Por Rodrigo Chanes Marcogni (*) | 19/03/2024 13:33

É conceito bastante comum na análise sociológica a reflexão de que nem sempre a velocidade com que o direito “se movimenta”, seja em termos de atualização legislativa, seja com relação à renovação do entendimento dos tribunais sobre determinado fato, acompanha a velocidade das mudanças sociais.

Há pouco de mais uma década fomos surpreendidos com o surgimento de um novo nicho profissional: o dos influencers e criadores de conteúdo digital.

Pessoas que ou já eram, ou se tornam, figuras públicas e que não raro detêm uma malha de milhões de seguidores em suas redes sociais.

Obviamente que tal exposição, para um público de milhões de pessoas ávidas por dar aquela “espiada” na vida cotidiana de tais figuras, acabou por trazer ao jogo um viés extremamente importante para a retroalimentação desse mercado de rede sociais e influenciadores — o viés econômico.

O alcance direcionado e ao mesmo tempo massificado que detentores de grandes perfis em redes sociais conseguem atingir se tornou na sociedade atual um dos mais, senão o mais, eficaz meio de divulgação de marca e produto, ainda que tal marca e produto possam ser entendidos como a própria persona em questão.

Apenas para termos uma perspectiva daquilo que estamos falando, em números, vejamos a seguir a lista dos dez brasileiros com o maior número de seguidores apenas na rede social Instagram [1]:

1º lugar: Neymar Jr. — 169 milhões de seguidores;

2º lugar: Ronaldinho Gaúcho — 63,3 milhões de seguidores;

3º lugar: Anitta — 59,1 milhões de seguidores;

4º lugar: Whindersson Nunes — 57,2 milhões de seguidores;

5º lugar: Marcelo Vieira Jr. — 51,9 milhões de seguidores;

6º lugar: Tatá Werneck — 51,5 milhões de seguidores;

7º lugar: Gusttavo Lima — 42,5 milhões de seguidores;

8º lugar: Larissa Manoela — 43,6 milhões de seguidores;

9º lugar: Marília Mendonça — 41,9 milhões de seguidores;

10º lugar: Bruna Marquezine — 40 milhões de seguidores.

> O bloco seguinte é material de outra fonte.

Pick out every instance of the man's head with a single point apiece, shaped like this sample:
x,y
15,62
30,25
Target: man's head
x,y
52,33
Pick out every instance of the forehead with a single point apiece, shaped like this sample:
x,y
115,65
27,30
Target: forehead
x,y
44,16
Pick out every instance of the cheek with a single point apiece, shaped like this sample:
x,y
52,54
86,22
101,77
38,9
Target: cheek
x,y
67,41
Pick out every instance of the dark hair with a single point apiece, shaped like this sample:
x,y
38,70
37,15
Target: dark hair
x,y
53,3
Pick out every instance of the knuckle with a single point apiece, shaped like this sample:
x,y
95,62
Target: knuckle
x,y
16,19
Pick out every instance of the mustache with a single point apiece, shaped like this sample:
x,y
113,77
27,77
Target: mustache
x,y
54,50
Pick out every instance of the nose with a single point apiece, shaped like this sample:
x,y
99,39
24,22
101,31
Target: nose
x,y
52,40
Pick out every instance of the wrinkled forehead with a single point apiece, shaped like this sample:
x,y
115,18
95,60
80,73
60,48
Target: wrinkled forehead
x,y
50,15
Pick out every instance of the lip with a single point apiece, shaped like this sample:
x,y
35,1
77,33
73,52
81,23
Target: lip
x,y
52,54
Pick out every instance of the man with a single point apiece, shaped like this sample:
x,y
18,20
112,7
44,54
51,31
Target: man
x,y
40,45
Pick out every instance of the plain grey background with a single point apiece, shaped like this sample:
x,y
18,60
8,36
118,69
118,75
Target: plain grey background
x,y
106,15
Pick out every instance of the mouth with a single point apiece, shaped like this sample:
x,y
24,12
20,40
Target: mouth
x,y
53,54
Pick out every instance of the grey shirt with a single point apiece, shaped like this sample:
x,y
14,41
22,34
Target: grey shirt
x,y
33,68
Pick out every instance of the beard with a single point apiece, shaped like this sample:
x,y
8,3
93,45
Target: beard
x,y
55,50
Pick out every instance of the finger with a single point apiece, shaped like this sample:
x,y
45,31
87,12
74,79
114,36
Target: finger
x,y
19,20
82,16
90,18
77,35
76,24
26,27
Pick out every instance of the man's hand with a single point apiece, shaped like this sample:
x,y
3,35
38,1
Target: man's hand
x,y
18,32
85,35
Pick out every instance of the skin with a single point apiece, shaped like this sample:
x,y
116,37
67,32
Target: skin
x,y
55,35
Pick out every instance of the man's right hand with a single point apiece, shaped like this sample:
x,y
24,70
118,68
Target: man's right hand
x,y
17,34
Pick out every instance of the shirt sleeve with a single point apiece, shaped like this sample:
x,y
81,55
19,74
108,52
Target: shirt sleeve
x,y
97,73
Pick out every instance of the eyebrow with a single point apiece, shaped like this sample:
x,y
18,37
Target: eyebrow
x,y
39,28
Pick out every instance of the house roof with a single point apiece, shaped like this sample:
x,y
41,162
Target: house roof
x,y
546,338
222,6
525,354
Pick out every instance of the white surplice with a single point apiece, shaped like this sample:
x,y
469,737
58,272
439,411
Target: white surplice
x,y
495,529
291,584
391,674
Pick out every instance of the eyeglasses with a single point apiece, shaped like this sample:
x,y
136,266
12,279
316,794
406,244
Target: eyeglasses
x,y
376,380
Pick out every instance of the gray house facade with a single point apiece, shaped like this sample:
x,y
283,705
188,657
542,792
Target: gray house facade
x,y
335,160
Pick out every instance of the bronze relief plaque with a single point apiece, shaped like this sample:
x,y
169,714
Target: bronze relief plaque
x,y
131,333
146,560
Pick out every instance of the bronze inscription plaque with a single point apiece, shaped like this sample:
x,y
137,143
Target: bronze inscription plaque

É inquestionável o poder de alcance que uma conta com mais de 40 milhões de seguidores pode ter.

Além da imagem do influenciador que, em muitos casos, “vende” por si só, há outras redes sociais como o YouTube, por exemplo, onde hoje já podemos considerar que está hospedado o trabalho de uma vida.

Quem se dedica exclusivamente a tal atividade passa horas e horas detido na elaboração de pautas, gravação, edição, administração de perfil, etc. Tudo para que o conteúdo esteja ali, pronto a ser consumido por aqueles que o buscam.

E temos ainda, os famosos publi posts, ou postagens pagas. Ocasião em que o influenciador firma um contrato para a divulgação de um produto ou serviço, em que muitas vezes a remuneração tem uma margem atrelada ao número de views (visualizações).

A morte do influenciador - Para a reflexão proposta neste artigo, a problemática surge quando o influenciador digital falece.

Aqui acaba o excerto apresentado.